No one is preventing you from selling your stuff. What you might
consider
is why your party leadership allows you to waste so much time and energy in
such a fruitless and pointless way. Most of the papers will have been
bought, prepaid, by the comrades themselves.
The reason you have to spend so much energy selling the paper is that,
generally speaking, NO ONE WANTS IT. If the Socialist Worker and SWP were in
demand you would have to hold your meetings in theatres and football
stadiums and your papers would have to be thrown out to the thronging crowd
around Marble Arch. I saw no lines forming to buy.
Consider the Jehovah's Witnesses: they have local meetings that no one
outside the sect wants to know about. They have their papers: 'Watchtower'
and 'Awake' that no one wants to buy -- so they have to go around pestering
people with them.
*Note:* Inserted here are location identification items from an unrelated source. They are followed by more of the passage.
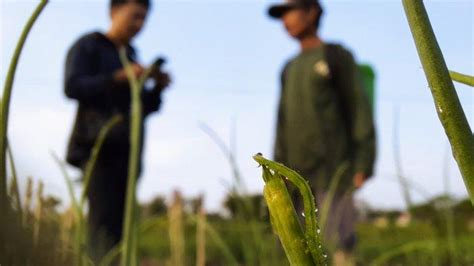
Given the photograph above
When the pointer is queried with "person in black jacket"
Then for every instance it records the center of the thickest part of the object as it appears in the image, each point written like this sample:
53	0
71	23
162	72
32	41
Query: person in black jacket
95	77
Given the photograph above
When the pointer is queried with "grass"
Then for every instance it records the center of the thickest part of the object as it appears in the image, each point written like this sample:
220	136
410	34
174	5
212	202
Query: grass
448	106
42	235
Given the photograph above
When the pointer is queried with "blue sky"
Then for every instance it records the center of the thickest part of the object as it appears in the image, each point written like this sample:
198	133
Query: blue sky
225	58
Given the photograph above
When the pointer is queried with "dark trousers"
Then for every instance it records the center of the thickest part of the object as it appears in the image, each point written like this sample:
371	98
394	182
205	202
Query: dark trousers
107	193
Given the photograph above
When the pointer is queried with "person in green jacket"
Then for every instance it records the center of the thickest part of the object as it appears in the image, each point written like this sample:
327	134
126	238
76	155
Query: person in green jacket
324	119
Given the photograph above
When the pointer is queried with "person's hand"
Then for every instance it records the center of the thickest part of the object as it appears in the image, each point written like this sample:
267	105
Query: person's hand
121	75
162	79
359	180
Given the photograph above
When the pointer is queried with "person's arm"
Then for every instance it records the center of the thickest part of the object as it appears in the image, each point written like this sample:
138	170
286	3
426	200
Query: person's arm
362	129
280	150
151	98
82	82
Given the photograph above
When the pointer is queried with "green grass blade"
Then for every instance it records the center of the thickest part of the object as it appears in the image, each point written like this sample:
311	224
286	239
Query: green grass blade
135	134
448	106
16	190
7	91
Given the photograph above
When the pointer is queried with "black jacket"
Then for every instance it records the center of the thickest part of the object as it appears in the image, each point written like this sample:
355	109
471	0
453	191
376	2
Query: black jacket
90	65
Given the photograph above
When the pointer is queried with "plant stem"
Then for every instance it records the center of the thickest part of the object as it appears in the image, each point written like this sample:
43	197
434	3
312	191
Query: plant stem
461	78
135	134
447	103
5	102
285	220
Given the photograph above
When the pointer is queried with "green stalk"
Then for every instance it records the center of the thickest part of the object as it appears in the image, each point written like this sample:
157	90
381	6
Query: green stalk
14	180
461	78
447	103
135	133
312	231
285	220
5	103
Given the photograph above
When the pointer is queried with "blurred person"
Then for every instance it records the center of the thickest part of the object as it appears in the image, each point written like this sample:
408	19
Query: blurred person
324	121
96	79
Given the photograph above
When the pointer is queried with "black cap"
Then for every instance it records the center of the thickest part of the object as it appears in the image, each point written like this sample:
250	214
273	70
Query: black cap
278	10
146	3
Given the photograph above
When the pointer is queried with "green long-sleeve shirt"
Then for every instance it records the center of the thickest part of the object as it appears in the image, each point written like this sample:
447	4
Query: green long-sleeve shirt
319	127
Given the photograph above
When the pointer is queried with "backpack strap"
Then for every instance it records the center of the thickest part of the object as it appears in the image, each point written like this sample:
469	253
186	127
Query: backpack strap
335	58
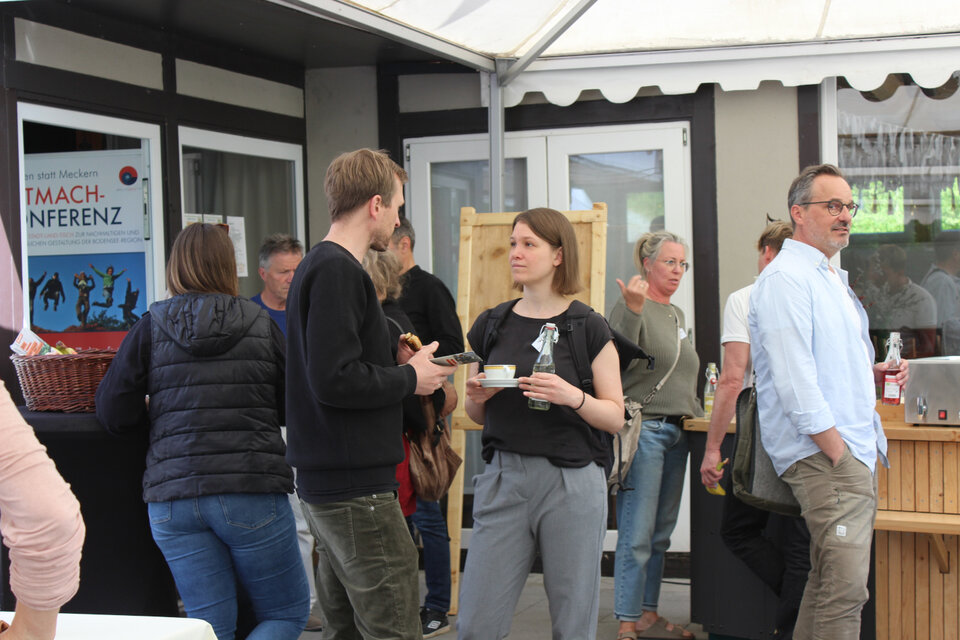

People are prepared to let them indulge their adventist
fantasies down at the Kingdom Hall but do not want to be bothered with them.
The SWP is not a new organisation and neither is the Socialist Worker a
new
publication. If people want it they know what it is and where to go for it.
Apart from places like Housmans and Bookmarks you can even get it in the
Charing Cross Road 'Borders' and Malet Street 'Waterstones' (the old Dillons
shop). You will find plenty in the racks there because, as I say, not many
people want it.
Yet people freely go to newsagents to buy bourgeois newspapers. Because,
bad as they are, they fulfill some need and have to relate to reality, in
some way. Sectarian rags like the SW and the SPEW's 'Socialist' are
tediously dull papers. This is because they exist to amplify the party line
rather than analyse reality. Once you've read one you feel like you've read
them all. The same old names crop up: Harman, Callinicos, Taafe, Woods,
Grant etc. They do not allow their own party dissidents to debate, let alone
outsiders or the world at large. It would be interesting to write a history
of the past twenty five years based only on the accounts and analysis in
sectarian papers.
The only paper I was interested in years ago was 'Socialist Outlook'
because it at least made some attempt at analysis and had articles by Alan
Thornett, who was always worth reading and listening to, even if you didn't
agree with him. When 'Socialist Appeal' starting reprinting Ted Grant's
sparkling analysis of the 1947 slump you knew it was time to give it the
swerve. Such things can only grow in a controlled environment.
>I suspect taht you are what Paul Foot once called a "non-aligned
sectarian".
Typically smug and with contempt for those 'outside your church'. For
all
you know you might have sold me a paper on Saturday!